What’s your advice business worth (to someone else)?

This is the first in a two part-series of articles that examines the sale of financial advice firms. In this initial article, we consider the various valuation methods that can be used to place a value on your business. Next month we’ll take a look at some of the ways that you can (positively) influence that value.

How to value your business

There are many methods that are used to value businesses, however the most common methods are,

  1. A multiple of recurring income
  2. A multiple of EBITDA

We’ll examine both of these in turn.

 

A multiple of recurring income

This is still the most widely used valuation method, and it is certainly the one used in casual conversations among advisers. This is the basis that is quoted in relation to any “buy back” agreements in place in the market. This basis is popular because of its simplicity, and also because a potential purchaser will be satisfied that they are buying a future income stream. The value of the business is not skewed by a huge uplift in new business sales (and attaching initial commissions) in the year or two before the sale of the business.

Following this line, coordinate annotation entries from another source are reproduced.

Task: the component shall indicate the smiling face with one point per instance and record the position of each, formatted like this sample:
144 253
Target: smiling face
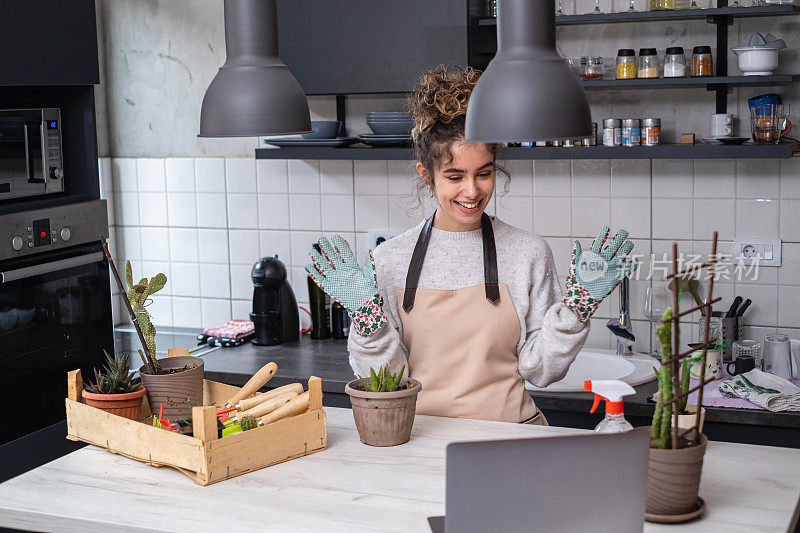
463 186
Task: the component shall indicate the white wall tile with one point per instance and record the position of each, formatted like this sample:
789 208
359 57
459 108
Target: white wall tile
272 175
630 178
337 213
552 177
244 247
757 218
714 214
243 211
589 215
185 279
180 174
673 178
304 212
276 242
155 244
371 177
150 175
757 178
516 211
336 177
552 216
240 175
186 312
672 218
273 211
303 176
215 281
714 178
213 245
372 212
182 209
183 244
211 210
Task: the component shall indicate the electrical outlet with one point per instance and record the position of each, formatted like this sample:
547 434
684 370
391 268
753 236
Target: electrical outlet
768 251
382 235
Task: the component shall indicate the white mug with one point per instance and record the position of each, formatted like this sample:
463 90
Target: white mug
721 125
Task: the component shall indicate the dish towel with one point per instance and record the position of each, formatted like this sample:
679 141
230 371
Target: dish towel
763 389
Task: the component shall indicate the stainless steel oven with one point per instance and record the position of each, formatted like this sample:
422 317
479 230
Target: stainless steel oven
55 308
31 162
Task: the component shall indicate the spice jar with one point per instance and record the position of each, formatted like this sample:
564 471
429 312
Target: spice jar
648 63
674 62
631 132
612 132
651 131
626 64
702 63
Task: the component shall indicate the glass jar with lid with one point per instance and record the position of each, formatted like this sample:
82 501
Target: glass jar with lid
626 64
674 62
648 63
702 62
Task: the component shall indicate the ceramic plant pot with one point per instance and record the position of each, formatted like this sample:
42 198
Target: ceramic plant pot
673 479
126 405
178 392
384 418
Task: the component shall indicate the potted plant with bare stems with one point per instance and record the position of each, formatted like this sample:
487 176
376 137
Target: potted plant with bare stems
384 405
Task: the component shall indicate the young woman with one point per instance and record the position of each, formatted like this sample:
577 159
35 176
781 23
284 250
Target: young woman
470 305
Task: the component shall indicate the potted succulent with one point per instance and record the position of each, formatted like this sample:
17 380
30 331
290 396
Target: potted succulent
114 389
673 476
383 408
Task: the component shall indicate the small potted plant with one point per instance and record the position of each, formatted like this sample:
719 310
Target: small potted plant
383 408
114 389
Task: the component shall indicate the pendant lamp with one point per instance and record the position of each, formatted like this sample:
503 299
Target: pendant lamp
527 93
253 93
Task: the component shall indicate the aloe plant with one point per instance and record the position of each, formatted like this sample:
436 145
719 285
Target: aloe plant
383 380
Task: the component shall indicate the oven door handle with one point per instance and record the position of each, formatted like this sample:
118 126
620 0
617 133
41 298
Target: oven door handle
52 266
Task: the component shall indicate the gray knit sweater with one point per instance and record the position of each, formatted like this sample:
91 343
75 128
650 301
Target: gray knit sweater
550 334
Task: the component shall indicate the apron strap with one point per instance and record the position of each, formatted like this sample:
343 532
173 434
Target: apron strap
418 257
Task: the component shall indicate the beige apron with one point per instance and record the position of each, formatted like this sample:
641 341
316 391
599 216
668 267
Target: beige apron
463 349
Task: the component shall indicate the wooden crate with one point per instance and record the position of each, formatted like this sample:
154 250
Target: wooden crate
203 457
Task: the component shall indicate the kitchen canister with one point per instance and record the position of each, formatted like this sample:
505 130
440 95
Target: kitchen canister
631 132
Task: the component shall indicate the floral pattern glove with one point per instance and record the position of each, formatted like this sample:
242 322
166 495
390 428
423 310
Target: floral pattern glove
337 273
596 272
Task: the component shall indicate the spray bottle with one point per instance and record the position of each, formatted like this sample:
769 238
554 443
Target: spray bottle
612 391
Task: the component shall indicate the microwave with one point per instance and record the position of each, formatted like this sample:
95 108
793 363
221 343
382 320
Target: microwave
31 162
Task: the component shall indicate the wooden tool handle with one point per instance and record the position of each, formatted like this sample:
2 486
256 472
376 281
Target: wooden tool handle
294 407
256 382
268 406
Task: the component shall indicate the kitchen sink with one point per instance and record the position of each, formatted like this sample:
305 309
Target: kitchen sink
604 364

Of course the next question is – what’s the multiple! And that’s really where the negotiations start. This will be determined by a whole range of elements including;

  • The business retention strategy in place and the actual retention record of the business. This is a critical factor for would-be purchasers.
  • The compliance profile of the business – are the systems in place robust or is it all a bit lacklustre, with potentially significant hidden problems down the road?
  • The synergy between the seller’s business and that of the purchaser. This includes target markets, systems and the ability to easily integrate the two firms. These factors may make one potential purchase a better prospect than others, as the purchaser may gain more from synergies and be willing to pay a higher price.

 

Multiple of EBITDA  

The simple calculation based on recurring income is not deemed sufficient in all situations. For larger firms, a more refined calculation method is often deemed necessary, and this is where the multiple of EBITDA (Earnings before interest, tax, depreciation and amortisation) comes in, as this takes a much broader view of the business as a whole and looks at the actual profitability of the business.

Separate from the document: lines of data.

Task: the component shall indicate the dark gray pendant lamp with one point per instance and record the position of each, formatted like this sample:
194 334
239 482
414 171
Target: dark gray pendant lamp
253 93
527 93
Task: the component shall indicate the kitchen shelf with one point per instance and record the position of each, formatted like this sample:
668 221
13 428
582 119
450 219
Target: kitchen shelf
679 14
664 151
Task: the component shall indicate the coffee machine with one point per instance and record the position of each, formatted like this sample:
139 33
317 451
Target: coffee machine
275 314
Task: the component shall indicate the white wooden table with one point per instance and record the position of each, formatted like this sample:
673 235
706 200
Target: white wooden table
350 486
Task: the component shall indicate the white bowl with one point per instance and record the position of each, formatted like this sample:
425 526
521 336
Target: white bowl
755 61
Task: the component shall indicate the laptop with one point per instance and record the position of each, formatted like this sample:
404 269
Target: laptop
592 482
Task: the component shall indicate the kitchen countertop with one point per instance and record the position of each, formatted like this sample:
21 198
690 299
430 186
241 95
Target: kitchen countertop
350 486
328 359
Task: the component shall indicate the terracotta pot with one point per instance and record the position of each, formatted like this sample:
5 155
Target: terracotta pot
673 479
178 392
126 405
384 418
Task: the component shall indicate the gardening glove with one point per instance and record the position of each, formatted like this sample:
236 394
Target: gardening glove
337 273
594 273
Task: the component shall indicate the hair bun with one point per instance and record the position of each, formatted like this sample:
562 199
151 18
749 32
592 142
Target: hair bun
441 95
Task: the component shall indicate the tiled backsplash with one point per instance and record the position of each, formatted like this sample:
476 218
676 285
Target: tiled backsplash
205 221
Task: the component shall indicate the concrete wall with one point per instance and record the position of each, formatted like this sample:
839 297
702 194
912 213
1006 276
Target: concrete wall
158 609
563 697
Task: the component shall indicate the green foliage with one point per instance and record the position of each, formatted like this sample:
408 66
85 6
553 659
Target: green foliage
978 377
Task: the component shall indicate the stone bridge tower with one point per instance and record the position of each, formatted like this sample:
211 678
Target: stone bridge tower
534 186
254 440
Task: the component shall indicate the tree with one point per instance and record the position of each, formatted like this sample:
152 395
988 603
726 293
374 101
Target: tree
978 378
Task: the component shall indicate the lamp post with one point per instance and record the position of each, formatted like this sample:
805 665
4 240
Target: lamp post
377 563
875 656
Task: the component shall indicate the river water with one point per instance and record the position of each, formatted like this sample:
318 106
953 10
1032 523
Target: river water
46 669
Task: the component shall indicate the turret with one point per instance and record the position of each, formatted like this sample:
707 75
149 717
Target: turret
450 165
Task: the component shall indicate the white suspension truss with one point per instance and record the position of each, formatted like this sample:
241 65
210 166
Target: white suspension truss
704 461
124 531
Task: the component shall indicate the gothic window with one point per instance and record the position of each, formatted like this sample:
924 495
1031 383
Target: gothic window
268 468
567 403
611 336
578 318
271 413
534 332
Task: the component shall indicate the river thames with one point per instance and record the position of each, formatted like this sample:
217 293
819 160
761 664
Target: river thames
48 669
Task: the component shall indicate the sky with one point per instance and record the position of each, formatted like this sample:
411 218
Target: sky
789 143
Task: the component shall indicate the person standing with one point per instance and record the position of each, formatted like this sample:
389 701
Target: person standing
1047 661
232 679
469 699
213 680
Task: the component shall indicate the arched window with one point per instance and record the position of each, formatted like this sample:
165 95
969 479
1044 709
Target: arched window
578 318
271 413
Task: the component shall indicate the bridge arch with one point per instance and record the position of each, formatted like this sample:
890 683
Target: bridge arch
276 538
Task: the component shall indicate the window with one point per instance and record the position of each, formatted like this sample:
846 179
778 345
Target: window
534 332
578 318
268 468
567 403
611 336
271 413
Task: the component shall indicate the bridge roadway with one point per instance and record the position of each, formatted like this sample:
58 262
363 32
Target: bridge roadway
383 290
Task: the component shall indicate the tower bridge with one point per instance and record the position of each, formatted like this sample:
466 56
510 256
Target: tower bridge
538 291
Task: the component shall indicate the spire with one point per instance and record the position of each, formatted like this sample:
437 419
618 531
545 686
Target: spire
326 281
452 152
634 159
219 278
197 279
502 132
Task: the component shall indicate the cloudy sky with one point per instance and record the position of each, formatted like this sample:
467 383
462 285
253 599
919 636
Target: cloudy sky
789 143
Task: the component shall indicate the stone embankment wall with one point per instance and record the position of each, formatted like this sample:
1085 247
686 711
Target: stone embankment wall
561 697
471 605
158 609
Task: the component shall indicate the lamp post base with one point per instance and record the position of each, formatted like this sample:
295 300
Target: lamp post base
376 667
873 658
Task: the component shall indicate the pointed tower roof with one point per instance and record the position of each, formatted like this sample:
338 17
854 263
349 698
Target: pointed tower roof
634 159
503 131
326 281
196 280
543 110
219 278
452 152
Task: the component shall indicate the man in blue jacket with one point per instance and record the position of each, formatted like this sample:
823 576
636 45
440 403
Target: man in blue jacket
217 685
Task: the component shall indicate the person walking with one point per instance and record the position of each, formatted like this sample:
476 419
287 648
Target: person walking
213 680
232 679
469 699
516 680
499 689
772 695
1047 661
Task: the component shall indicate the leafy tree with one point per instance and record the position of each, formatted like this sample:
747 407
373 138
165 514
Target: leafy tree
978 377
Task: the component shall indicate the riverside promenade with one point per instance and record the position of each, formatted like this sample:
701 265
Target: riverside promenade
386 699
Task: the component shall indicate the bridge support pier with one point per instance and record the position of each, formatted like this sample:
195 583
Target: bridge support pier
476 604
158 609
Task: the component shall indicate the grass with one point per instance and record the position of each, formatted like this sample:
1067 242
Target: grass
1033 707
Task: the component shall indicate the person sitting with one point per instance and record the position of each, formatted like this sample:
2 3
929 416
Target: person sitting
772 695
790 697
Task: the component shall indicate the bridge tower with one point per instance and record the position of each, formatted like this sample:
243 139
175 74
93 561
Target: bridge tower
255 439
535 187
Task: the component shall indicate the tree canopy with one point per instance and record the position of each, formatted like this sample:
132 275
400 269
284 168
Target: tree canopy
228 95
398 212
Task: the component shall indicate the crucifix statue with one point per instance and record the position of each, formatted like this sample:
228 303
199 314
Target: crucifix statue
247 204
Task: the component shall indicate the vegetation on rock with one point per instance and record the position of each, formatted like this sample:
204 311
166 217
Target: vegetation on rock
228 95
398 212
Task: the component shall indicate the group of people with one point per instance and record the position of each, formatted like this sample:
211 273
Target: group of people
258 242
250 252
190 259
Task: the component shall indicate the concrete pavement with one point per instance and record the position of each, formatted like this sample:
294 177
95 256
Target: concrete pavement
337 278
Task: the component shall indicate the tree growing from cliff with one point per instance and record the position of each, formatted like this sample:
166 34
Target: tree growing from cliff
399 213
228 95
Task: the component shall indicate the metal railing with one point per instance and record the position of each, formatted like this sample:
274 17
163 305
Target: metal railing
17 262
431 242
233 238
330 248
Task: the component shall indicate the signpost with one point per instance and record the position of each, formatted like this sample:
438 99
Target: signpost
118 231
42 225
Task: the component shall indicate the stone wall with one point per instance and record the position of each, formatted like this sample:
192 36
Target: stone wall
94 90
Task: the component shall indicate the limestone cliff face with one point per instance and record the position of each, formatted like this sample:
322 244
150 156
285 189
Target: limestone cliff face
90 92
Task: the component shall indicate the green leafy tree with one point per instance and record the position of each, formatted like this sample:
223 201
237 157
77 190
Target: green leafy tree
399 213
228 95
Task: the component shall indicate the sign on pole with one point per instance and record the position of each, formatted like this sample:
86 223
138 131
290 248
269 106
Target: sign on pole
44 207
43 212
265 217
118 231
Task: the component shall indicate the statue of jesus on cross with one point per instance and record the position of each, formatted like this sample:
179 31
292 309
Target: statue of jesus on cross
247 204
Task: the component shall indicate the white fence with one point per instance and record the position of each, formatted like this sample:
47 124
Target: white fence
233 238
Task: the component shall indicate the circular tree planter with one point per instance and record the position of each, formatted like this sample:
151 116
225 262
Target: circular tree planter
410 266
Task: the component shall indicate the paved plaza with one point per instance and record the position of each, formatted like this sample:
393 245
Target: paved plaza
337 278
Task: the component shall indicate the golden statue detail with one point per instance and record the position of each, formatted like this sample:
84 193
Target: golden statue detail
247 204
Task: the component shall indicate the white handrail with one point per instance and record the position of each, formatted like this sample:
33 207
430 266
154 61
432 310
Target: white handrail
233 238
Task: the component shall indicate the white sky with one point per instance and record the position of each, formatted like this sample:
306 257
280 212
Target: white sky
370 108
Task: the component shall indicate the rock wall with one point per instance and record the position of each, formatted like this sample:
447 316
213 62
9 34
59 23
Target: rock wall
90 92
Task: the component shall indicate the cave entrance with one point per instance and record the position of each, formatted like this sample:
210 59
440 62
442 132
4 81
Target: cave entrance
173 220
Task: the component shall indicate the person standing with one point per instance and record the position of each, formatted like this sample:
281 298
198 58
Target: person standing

When this calculation method is used in relation to smaller firms and where the business owner’s salary is the main overhead, EBITDA is often adjusted by removing the owner’s salary from the calculation as this can often significantly skew the EBITDA figure. With the salary excluded from overheads, a prospective purchaser can get a clearer picture of the real profitability of the business.

 

Payment Terms

Usually when an advice business is sold, there is a handover period where the previous owner remains with the business for a year or two to ensure a professional handover of the clients to the buyer, and to assist in the retention of those clients.

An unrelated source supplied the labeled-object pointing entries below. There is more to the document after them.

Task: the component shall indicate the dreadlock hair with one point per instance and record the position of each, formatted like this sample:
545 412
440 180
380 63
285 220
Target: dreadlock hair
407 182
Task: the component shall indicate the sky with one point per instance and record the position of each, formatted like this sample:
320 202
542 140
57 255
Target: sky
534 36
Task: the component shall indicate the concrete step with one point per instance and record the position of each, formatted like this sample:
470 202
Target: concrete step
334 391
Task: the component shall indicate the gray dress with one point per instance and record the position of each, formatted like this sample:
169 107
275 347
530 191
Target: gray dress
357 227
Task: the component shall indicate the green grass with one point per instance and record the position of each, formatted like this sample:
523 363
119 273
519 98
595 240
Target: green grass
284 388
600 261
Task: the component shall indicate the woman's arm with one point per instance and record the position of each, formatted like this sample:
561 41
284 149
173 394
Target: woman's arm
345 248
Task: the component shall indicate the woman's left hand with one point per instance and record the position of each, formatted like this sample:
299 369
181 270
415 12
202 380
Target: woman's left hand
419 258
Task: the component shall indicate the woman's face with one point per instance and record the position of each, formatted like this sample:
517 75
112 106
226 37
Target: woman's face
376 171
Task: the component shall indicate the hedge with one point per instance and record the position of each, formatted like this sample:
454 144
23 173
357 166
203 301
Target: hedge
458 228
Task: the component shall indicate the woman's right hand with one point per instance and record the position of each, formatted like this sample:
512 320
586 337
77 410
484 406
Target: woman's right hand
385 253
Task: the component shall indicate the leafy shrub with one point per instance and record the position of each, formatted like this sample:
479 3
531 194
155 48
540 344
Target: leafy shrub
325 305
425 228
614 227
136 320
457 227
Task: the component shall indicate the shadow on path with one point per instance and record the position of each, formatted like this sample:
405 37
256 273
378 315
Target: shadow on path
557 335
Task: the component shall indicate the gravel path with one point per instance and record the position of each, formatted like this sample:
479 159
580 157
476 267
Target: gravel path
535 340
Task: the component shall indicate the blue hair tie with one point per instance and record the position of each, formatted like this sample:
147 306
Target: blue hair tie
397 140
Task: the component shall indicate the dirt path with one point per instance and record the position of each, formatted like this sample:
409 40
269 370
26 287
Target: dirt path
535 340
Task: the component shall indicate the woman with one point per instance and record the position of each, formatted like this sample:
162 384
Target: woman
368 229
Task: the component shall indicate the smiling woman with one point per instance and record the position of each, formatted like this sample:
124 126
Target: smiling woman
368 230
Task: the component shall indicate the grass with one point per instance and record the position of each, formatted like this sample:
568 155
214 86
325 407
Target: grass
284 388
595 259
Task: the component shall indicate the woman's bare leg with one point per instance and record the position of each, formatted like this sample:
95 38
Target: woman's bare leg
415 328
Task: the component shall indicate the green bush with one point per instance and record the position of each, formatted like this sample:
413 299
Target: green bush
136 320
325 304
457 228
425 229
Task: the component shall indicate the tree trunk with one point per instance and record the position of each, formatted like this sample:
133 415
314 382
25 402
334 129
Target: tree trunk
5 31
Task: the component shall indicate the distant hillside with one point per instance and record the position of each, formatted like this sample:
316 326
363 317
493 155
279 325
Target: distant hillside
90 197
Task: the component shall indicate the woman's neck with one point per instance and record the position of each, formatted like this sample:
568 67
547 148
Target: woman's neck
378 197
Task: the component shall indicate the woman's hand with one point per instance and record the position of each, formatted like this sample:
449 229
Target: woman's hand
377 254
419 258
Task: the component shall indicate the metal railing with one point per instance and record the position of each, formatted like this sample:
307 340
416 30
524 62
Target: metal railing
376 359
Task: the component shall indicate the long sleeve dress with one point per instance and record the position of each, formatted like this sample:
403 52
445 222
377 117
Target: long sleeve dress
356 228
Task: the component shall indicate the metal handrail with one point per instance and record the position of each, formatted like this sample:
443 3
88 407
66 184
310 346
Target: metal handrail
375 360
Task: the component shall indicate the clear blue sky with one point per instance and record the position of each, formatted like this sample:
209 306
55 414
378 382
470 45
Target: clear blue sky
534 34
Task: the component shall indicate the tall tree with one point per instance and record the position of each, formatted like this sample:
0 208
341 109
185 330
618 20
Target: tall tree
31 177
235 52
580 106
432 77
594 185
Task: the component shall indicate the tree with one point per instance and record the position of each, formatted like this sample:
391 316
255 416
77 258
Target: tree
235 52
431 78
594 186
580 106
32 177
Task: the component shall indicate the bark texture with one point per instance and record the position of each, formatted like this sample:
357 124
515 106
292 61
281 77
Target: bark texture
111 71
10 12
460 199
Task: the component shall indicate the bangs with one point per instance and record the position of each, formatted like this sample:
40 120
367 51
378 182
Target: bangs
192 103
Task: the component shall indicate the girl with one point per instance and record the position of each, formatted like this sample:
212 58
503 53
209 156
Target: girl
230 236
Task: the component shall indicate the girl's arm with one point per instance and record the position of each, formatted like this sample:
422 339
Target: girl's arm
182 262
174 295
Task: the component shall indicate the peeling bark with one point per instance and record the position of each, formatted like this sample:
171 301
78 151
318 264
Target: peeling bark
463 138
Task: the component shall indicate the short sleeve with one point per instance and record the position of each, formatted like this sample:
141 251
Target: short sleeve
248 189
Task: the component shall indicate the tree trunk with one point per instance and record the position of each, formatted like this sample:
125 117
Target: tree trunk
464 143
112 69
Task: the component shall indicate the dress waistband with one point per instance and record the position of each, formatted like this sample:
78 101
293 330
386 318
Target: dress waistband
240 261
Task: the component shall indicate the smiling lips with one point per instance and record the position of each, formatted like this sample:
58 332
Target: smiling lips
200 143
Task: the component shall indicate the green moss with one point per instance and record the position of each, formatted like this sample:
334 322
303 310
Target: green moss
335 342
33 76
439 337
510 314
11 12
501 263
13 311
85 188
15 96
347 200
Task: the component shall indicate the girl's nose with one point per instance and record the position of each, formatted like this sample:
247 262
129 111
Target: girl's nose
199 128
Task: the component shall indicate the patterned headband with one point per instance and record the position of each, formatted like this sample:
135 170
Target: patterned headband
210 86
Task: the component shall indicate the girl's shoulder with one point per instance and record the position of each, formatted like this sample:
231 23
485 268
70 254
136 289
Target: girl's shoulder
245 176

As a result, the payment terms usually include some of the purchase price to be deferred – maybe with half paid up front and the remainder paid in tranches over the following two years. There will typically be penalty clauses if the retention turns out to be lower than anticipated. These terms are really important, as they align the interests of both the buyer and seller towards a smooth handover with high retention rates.

 

Make the process easy

Due diligence before a sale is key. Once any confidentiality agreements are in place, it is really important that the required information is easily accessible to a prospective purchaser. If they feel they have to drag the information from you, they will wonder what you are hiding. So make sure you are capable of providing the required information before you start seeking out a buyer.

Equally, be realistic in your price expectations. While of course you may not choose to take the first offer that comes your way, don’t hold out forever for that elusive windfall sale price.

 

These are thoughts solely on the financial side of selling your business. In a follow-up article, I’ll look at steps you can take to actually increase the value (and more importantly the price!) of your business.